Two asparagine synthetases are found in bacteria. Both are referred to as the AsnC protein. They are coded for by the genes AsnA and AsnB. AsnC is autogenously regulated, which is where the product of a structural gene regulates the expression of the operon in which the genes reside. The stimulating effect of AsnC on AsnA transcription is downregulated by asparagine. However, the autoregulation of AsnC is not affected by asparagine.
Methionine
Biosynthesis by the transsulfuration pathway starts with aspartic acid.

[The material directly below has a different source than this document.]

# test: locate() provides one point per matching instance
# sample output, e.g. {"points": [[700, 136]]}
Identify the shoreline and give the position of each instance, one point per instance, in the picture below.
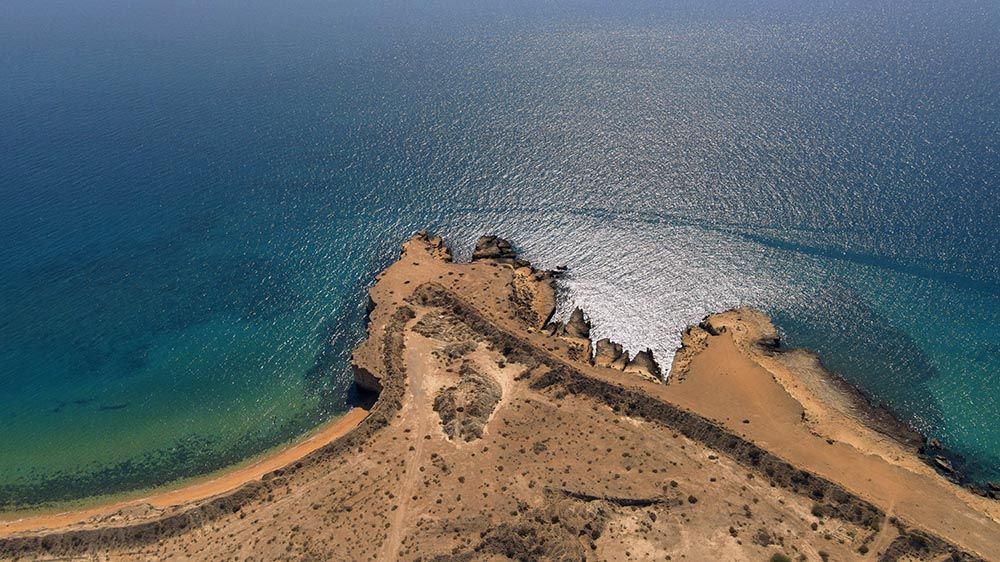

Relevant enzymes include aspartokinase, aspartate-semialdehyde dehydrogenase, homoserine dehydrogenase, homoserine O-transsuccinylase, cystathionine-γ-synthase, Cystathionine-β-lyaseMethionine biosynthesis is subject to tight regulation. The repressor protein MetJ, in cooperation with the corepressor protein S-adenosyl-methionine, mediates the repression of methionine's biosynthesis. The regulator MetR is required for MetE and MetH gene expression and functions as a transactivator of transcription for these genes. MetR transcriptional activity is regulated by homocysteine, which is the metabolic precursor of methionine. It is also known that vitamin B12 can repress MetE gene expression, which is mediated by the MetH holoenzyme.